Yan Qi, Tiwari Hemant K, Yi Nengjun, Gao Guimin, Zhang Kui, Lin Wan-Yu, Lou Xiang-Yang, Cui Xiangqin, Liu Nianjun
Department of Biostatistics, University of Alabama at Birmingham, Birmingham, Ala., USA.
Hum Hered. 2015;79(2):60-8. doi: 10.1159/000375409. Epub 2015 Mar 10.

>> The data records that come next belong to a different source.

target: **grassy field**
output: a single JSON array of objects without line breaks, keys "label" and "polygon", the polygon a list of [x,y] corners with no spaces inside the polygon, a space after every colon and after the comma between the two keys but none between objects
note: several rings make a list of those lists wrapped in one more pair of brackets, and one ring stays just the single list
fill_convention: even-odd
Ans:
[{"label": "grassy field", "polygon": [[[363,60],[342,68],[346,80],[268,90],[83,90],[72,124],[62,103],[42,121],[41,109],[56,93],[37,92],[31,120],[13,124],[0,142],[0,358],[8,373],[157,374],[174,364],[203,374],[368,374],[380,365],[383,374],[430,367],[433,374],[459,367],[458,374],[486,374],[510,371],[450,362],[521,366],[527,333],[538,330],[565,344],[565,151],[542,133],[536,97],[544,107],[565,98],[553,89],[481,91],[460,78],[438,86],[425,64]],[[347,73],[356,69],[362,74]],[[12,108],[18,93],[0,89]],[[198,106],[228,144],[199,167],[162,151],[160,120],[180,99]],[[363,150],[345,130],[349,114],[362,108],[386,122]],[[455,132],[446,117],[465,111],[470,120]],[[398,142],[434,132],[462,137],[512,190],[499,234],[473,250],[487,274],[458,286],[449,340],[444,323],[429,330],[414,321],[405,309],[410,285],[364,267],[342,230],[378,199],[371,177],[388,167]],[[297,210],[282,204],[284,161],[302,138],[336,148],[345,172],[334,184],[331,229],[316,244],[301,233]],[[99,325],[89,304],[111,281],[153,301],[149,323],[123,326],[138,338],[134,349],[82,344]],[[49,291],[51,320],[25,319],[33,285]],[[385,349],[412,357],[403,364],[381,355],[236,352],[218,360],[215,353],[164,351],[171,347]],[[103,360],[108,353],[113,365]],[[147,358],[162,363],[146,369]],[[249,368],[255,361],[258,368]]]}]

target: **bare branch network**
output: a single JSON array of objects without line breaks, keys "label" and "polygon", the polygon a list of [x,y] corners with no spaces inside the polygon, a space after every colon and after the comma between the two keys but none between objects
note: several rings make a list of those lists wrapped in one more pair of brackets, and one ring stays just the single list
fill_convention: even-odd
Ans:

The existing methods for identifying multiple rare variants underlying complex diseases in family samples are underpowered. Therefore, we aim to develop a new set-based method for an association study of dichotomous traits in family samples.
We introduce a framework for testing the association of genetic variants with diseases in family samples based on a generalized linear mixed model. Our proposed method is based on a kernel machine regression and can be viewed as an extension of the sequence kernel association test (SKAT and famSKAT) for application to family data with dichotomous traits (F-SKAT).

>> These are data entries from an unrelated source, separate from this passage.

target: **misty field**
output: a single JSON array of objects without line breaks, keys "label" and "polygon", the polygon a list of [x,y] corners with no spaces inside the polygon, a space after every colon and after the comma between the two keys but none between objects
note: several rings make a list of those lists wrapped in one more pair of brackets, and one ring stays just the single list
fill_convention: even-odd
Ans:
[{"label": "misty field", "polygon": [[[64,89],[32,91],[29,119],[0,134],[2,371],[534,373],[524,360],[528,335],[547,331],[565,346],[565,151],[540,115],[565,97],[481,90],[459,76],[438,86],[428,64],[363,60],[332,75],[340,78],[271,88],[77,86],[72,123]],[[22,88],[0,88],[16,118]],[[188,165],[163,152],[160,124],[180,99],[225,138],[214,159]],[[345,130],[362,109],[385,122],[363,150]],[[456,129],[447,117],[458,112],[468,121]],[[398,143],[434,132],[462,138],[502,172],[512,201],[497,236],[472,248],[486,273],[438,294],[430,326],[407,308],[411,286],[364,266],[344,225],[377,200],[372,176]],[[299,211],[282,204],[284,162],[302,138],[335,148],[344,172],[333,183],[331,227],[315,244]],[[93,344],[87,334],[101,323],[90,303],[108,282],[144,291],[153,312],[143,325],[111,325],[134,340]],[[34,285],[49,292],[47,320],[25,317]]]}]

Our simulation studies show that the original SKAT has inflated type I error rates when applied directly to family data. By contrast, our proposed F-SKAT has the correct type I error rate. Furthermore, in all of the considered scenarios, F-SKAT, which uses all family data, has higher power than both SKAT, which uses only unrelated individuals from the family data, and another method, which uses all family data.

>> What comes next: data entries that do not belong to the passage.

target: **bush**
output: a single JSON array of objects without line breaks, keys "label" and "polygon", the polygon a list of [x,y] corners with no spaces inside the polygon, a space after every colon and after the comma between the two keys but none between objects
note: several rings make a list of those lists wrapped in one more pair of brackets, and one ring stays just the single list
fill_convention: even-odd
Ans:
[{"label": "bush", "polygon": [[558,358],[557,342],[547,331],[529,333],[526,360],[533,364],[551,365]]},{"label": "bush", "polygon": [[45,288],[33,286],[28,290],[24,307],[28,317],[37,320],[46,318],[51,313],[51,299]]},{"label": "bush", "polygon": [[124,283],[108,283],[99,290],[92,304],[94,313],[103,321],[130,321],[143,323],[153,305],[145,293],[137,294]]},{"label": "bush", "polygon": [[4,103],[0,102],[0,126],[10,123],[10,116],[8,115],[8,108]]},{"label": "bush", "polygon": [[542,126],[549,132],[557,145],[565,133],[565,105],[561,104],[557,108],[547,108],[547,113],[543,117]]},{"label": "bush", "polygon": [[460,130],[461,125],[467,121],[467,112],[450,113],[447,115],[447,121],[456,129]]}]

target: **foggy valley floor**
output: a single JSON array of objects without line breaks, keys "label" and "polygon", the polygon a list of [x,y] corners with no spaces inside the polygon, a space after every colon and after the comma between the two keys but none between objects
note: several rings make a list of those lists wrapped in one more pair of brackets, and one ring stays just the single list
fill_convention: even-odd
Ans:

We propose a set-based association test that can be used to analyze family data with dichotomous phenotypes while handling genetic variants with the same or opposite directions of effects as well as any types of family relationships.
在家族样本中识别复杂疾病潜在多个罕见变异的现有方法效能不足。因此,我们旨在开发一种新的基于集合的方法,用于家族样本中二分性状的关联研究。
我们引入了一个基于广义线性混合模型来检验家族样本中基因变异与疾病关联的框架。我们提出的方法基于核机器回归,可视为序列核关联检验(SKAT和famSKAT)的扩展,用于应用于具有二分性状的家族数据(F - SKAT)。
我们的模拟研究表明,原始的SKAT直接应用于家族数据时会使I型错误率膨胀。相比之下,我们提出的F - SKAT具有正确的I型错误率。此外,在所有考虑的场景中,使用所有家族数据的F - SKAT比仅使用家族数据中无关个体的SKAT以及另一种使用所有家族数据的方法具有更高的效能。
我们提出了一种基于集合的关联检验,可用于分析具有二分表型的家族数据,同时处理具有相同或相反效应方向的基因变异以及任何类型的家族关系。